Der Mythos Beta als Marketingwerkzeug

Vorbei sind die Zeiten, in denen ein Betatest-Zugang noch eine Besonderheit darstellte. Heute dient der mystifizierte Begriff Beta nur noch als Marketingwerkzeug.

Schon früh in meiner “Karriere” als Gamer, die ein paar Jahre vor der Jahrtausendwende begann, hat mich die Faszination um einen besonderen Mythos gepackt: Der sagenumwobene Betatest. Nur die allergrößten Nerds im Freundeskreis bekamen ganz selten einen Zugang dazu. Entsprechend groß war die Neugier und die Bewunderung für die Auserwählten.

Ein brandneues Spiel noch vor seinem Release in die Finger zu bekommen, war in vergangenen Jahrzehnten in der Regel nur durch die mittlerweile rar gewordenen Demoversionen möglich. Doch irgendwie schafften es die Tausendsassas sogar noch davor ein Blick auf das nächste Command & Conquer oder Star Wars Sowieso zu erhaschen.

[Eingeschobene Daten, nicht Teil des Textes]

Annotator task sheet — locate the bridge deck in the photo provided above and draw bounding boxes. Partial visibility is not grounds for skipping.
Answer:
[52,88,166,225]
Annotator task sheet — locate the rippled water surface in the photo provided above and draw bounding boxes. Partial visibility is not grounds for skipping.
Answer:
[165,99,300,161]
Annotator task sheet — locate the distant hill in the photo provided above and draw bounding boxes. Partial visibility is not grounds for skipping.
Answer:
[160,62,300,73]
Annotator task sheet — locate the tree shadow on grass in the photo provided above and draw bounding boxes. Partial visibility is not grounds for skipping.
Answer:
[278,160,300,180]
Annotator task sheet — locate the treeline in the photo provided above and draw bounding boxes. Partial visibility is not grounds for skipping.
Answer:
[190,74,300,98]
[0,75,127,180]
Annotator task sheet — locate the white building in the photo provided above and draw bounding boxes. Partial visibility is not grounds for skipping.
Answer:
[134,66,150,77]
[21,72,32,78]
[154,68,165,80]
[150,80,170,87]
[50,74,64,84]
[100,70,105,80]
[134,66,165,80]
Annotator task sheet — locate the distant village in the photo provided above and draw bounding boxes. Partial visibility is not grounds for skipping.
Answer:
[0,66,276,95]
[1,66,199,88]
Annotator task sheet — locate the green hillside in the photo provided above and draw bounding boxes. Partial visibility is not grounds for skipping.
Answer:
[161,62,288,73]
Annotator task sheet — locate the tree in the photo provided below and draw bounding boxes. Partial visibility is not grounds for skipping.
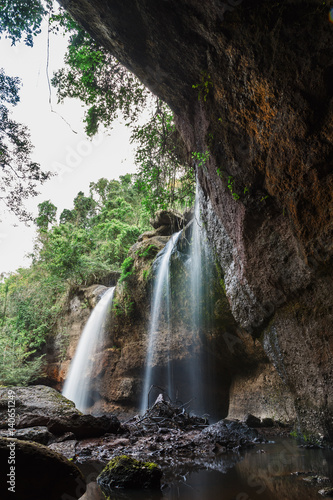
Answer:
[0,0,46,47]
[52,14,194,214]
[0,69,51,220]
[52,13,150,136]
[34,175,149,285]
[35,200,57,232]
[0,0,51,220]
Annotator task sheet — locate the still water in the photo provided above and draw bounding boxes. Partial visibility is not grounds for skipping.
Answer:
[81,439,333,500]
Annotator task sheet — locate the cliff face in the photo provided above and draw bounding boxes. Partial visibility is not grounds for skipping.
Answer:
[60,0,333,440]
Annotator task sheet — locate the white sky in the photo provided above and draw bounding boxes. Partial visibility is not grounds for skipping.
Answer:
[0,22,140,274]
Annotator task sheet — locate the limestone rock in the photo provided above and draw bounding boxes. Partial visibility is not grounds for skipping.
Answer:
[0,438,86,500]
[0,386,120,438]
[150,210,184,229]
[60,0,333,442]
[197,419,258,450]
[0,426,54,444]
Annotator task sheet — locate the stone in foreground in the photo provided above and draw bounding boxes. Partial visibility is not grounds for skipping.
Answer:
[97,455,162,496]
[0,438,86,500]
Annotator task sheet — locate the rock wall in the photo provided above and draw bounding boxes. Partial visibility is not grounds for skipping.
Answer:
[60,0,333,441]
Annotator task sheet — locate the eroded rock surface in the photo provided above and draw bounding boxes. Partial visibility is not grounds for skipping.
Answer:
[57,0,333,441]
[0,438,86,500]
[0,385,120,441]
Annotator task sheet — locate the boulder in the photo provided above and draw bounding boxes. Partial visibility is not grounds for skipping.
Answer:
[0,426,54,444]
[244,413,261,429]
[47,414,120,439]
[97,455,162,496]
[0,438,86,500]
[0,385,120,438]
[196,419,258,451]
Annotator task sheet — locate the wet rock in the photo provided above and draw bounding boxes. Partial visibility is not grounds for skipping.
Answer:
[48,414,120,439]
[48,439,78,460]
[0,385,77,429]
[261,417,274,427]
[244,414,261,428]
[195,420,258,450]
[97,455,162,495]
[318,486,333,498]
[0,426,54,444]
[0,385,120,438]
[0,438,86,500]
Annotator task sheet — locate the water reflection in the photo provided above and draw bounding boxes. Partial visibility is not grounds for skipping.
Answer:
[81,439,333,500]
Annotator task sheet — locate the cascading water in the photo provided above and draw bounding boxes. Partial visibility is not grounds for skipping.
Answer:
[188,182,212,413]
[62,287,115,411]
[141,231,181,412]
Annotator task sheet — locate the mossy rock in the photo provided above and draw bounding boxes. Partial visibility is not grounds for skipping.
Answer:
[97,455,162,496]
[0,438,86,500]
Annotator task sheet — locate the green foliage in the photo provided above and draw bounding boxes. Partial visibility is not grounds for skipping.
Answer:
[0,69,51,220]
[132,100,194,215]
[0,0,48,47]
[136,245,158,259]
[228,175,239,201]
[35,200,57,231]
[52,14,149,135]
[119,257,134,283]
[35,175,149,285]
[0,266,66,385]
[52,15,194,215]
[192,151,210,167]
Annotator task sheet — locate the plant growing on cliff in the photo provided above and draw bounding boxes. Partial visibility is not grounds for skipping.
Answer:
[119,257,134,283]
[192,71,213,102]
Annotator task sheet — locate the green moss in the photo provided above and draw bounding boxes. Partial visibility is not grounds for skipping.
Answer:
[104,455,159,471]
[97,455,162,492]
[135,245,159,259]
[118,257,134,283]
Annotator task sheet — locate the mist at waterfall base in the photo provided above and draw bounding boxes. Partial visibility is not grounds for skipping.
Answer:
[140,186,213,415]
[62,287,115,412]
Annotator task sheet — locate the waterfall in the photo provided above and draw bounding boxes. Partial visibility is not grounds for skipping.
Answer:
[141,231,181,412]
[62,287,115,411]
[188,181,212,413]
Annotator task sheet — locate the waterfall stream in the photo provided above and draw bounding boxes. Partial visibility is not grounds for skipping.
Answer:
[141,231,181,412]
[62,287,115,411]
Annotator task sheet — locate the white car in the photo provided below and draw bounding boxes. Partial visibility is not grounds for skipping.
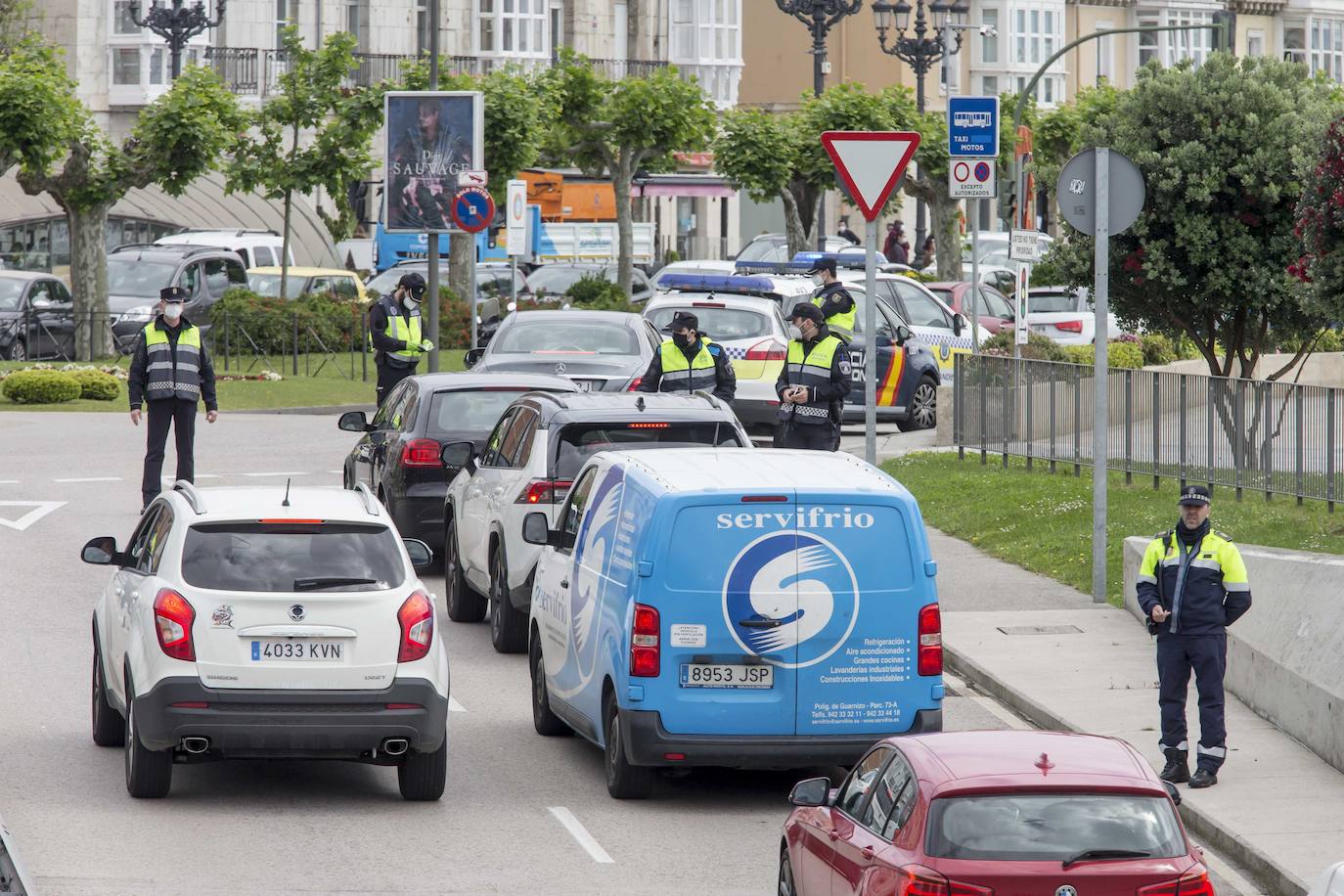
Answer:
[82,482,448,799]
[442,392,751,652]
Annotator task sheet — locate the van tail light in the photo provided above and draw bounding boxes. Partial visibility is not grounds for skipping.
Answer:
[746,338,789,361]
[630,604,660,679]
[917,604,942,676]
[396,591,434,662]
[155,589,197,662]
[514,479,574,504]
[402,439,443,467]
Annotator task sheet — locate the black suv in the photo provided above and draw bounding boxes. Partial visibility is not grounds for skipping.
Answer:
[108,244,247,352]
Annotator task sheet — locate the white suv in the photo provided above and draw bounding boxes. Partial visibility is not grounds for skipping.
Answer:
[442,392,751,652]
[82,482,448,799]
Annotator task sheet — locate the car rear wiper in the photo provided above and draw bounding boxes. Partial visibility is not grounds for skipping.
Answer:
[294,576,378,591]
[1063,849,1152,871]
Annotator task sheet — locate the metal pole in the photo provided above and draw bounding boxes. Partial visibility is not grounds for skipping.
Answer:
[1093,147,1110,604]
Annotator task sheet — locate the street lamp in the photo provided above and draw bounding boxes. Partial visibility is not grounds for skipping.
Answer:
[126,0,229,80]
[774,0,863,251]
[873,0,970,246]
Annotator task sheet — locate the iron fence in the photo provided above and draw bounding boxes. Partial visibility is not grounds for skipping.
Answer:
[953,355,1344,512]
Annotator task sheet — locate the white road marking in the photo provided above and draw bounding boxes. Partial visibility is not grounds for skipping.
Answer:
[0,501,68,532]
[550,806,615,865]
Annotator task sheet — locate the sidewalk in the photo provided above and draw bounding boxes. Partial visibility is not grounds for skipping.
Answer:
[928,529,1344,896]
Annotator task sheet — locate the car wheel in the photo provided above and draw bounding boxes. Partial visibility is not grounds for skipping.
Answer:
[489,544,527,652]
[896,377,938,432]
[443,517,485,622]
[91,636,126,747]
[396,738,448,802]
[528,641,570,738]
[603,694,653,799]
[125,681,172,799]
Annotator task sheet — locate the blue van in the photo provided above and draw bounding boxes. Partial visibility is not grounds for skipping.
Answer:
[522,449,944,799]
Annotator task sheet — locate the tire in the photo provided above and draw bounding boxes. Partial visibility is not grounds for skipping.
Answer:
[125,681,172,799]
[603,694,653,799]
[91,634,126,747]
[489,544,528,652]
[443,517,485,622]
[396,738,448,802]
[896,377,938,432]
[528,641,570,738]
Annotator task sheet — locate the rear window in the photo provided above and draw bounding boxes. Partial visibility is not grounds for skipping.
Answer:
[926,794,1186,863]
[181,522,406,593]
[555,422,743,479]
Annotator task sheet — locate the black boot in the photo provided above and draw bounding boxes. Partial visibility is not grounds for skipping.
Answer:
[1157,749,1207,785]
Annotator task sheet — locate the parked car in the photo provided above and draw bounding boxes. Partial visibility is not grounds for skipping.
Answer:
[80,482,448,799]
[338,374,576,559]
[779,731,1214,896]
[108,244,247,353]
[527,262,653,305]
[443,393,751,652]
[0,271,75,361]
[467,309,662,392]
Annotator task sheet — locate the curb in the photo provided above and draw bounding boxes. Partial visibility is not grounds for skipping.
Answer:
[942,642,1308,896]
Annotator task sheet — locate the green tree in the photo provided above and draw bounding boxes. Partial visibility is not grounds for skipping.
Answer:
[540,51,716,295]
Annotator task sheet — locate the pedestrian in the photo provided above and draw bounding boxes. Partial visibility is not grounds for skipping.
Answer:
[808,258,859,342]
[774,302,852,451]
[126,287,219,512]
[1137,485,1251,787]
[636,312,738,403]
[368,271,434,407]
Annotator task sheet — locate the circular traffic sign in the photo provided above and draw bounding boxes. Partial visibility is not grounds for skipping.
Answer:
[453,187,495,234]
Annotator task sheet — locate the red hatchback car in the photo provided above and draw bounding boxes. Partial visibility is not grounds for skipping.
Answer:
[780,731,1214,896]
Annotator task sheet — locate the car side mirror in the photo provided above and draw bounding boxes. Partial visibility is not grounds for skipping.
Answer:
[402,539,434,569]
[789,778,830,806]
[336,411,368,432]
[79,535,119,565]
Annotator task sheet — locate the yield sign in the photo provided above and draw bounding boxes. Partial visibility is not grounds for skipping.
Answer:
[822,130,919,220]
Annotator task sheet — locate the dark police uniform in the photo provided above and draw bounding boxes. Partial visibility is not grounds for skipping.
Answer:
[1137,485,1251,785]
[636,312,738,403]
[126,287,219,507]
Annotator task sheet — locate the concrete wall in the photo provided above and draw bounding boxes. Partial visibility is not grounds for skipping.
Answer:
[1125,537,1344,771]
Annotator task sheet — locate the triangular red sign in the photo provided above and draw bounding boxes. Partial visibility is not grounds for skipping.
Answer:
[822,130,919,220]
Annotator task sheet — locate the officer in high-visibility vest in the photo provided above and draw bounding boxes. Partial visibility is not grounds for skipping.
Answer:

Als Betatest noch Testen war

Zu meiner Zeit im Community-Team von Deep Silver kam schließlich auch für mich der große Moment. Dank zugegeben geringeren Barrieren durfte ich am Betatest für Sacred 2: Ice & Blood teilnehmen. Neben der Begeisterung kam aber auch gleich etwas Ernüchterung: Das war richtige Arbeit.

Mit der heute verbreiteten Bedeutung des Begriffs hatte das damals nichts zu tun. Zum Beta-Client gab es einen Zugang im entsprechenden Betaforum sowie einen Log-in für den Mantis Bug Tracker. Letzterer diente zur peniblen Auflistung sämtlicher entdeckter Fehler, inklusive Screenshots und detaillierter Beschreibung zur Reproduktion.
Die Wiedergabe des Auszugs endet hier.